It is recommended that these horses be supplied with an alternative form of energy, or, in other words, a diet with a low level of NSC.  


How do I know how much NSC is in my concentrate feed?

This will really depend on your feed brand. Those companies focusing on NSC values will list them on their labels but with other brands you may need to contact them to request this information.

Be careful when comparing NSC values from brand to brand and remember to compare apples with apples. Some companies may specify as grams per kg (g/kg) and some by using a %.  However its easy to convert, for example:

200 g/kg NSC is the same as 20%.

Keep in mind that some companies may only give you a ‘starch’ value.

This is useful in determining how much starch (and in essence, how much of the feed) is made up of grains and grain by-products but this value doesn’t tell you how much sugar is in a product.

A low starch food may still have a high sugar content leaving you with a high NSC feed overall. Similarly a low sugar feed may still be high in starch also giving a high total NSC. It is therefore important to have both components of the equation.

NSC= sugars + starch

In terms of the level of NSC you are looking, the following gives a good indication:

NSC > 35% or 350g/kg = high

NSC  35-20% or 350g-200g/kg = relatively low

NSC  < 20% or 200g/kg = low

(figures determined by Kentucky Equine Research)

Note that for horses with conditions such as laminitis, Insulin Resistance, etc levels of  12-17% are considered more desirable.

Don't forget your roughage when considering NSC levels

Getting NSC values for roughage can be slightly tricky as generally most suppliers don’t have these details at hand.

The NSC value of grass also fluctuates throughout seasons and is dependent on the growing area.

You can send samples of your hay and grazing away for testing but this is a costly process.

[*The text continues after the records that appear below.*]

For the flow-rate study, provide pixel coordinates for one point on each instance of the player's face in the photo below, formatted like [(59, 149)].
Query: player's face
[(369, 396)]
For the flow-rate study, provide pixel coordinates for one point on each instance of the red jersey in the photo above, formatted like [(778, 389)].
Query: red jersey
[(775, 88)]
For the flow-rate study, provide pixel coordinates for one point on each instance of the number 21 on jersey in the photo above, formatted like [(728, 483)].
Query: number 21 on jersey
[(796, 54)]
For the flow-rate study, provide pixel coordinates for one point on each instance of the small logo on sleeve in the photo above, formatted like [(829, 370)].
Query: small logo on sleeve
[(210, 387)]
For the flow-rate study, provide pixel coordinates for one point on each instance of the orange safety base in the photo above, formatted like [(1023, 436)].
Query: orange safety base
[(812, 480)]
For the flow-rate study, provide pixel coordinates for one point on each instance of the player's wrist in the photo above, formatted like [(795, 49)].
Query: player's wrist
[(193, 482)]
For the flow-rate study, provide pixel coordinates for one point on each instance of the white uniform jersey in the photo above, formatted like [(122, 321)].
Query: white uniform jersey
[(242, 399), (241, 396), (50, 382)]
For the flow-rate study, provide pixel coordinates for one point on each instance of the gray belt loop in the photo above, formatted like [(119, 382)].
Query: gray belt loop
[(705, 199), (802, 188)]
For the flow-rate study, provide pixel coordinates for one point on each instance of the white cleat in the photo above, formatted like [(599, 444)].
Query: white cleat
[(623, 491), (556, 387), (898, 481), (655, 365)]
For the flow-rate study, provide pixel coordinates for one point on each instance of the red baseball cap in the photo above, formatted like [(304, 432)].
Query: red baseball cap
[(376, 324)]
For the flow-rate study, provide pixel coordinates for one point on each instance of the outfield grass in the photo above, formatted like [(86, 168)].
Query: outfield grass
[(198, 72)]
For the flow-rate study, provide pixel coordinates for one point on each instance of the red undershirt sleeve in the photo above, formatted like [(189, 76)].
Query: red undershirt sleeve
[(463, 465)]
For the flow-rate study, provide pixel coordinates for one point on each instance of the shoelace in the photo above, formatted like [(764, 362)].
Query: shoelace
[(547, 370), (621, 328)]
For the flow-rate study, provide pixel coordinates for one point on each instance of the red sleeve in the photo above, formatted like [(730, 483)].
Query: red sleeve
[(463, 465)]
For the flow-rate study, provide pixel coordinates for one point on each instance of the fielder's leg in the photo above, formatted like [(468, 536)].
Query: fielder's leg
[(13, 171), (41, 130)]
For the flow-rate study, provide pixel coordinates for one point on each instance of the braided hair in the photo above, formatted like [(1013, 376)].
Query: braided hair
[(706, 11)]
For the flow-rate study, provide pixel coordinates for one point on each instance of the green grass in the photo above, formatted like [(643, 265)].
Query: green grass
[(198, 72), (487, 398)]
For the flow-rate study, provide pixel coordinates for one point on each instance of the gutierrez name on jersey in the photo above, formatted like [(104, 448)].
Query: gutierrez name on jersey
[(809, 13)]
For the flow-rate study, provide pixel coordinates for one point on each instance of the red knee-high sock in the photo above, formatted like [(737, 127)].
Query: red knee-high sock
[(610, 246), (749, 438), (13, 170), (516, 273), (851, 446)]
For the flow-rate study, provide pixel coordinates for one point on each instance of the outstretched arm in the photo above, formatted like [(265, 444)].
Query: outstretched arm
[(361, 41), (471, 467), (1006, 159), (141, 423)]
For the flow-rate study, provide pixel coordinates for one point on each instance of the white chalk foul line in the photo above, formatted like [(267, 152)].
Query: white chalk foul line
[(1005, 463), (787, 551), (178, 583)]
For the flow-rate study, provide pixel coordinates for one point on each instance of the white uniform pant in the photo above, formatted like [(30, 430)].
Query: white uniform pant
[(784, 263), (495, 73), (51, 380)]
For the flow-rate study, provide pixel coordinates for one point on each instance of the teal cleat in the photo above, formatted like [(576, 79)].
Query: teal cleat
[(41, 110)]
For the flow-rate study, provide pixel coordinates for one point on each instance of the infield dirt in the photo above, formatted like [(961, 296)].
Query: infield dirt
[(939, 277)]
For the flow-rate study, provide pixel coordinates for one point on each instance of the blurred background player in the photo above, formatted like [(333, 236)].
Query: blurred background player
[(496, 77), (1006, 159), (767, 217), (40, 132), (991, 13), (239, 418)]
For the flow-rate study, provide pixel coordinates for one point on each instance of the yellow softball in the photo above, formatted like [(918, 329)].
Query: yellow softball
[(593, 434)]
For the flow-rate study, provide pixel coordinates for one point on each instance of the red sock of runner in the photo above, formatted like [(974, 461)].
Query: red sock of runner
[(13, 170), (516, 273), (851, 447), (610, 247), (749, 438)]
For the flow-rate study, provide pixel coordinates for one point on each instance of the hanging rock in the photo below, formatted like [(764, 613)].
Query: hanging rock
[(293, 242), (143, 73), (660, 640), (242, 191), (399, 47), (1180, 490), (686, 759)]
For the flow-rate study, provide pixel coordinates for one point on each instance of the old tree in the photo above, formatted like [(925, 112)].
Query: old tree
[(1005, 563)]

Below are some values for various hay types but please note that these are an average guideline only and may not represent your particular hay/grazing:

Lucerne Hay = NSC 11%, Sugars 9.2, Starch 1.8

Oat Hay= NSC 23 %, Sugars 15.8, Starch 6.3

Mixed Hay= NSC 13.6 %, Sugars 10.9, Starch 2.7

Teff= NSC 8.5-12%, Sugars approx 8.6, Starch approx  1.4

If your are limited to the grass type you can get in your area, then soaking (fully submerging in water) your hay may be beneficial if you are looking at keeping NSC levels low.

Soaking hay for 60mins in clean water can reduce sugars significantly.

Warmer water will help to remove sugars faster, and the more water the hay is soaked in the more sugars are lost.

Changing the water half way through the process will also help to remove more.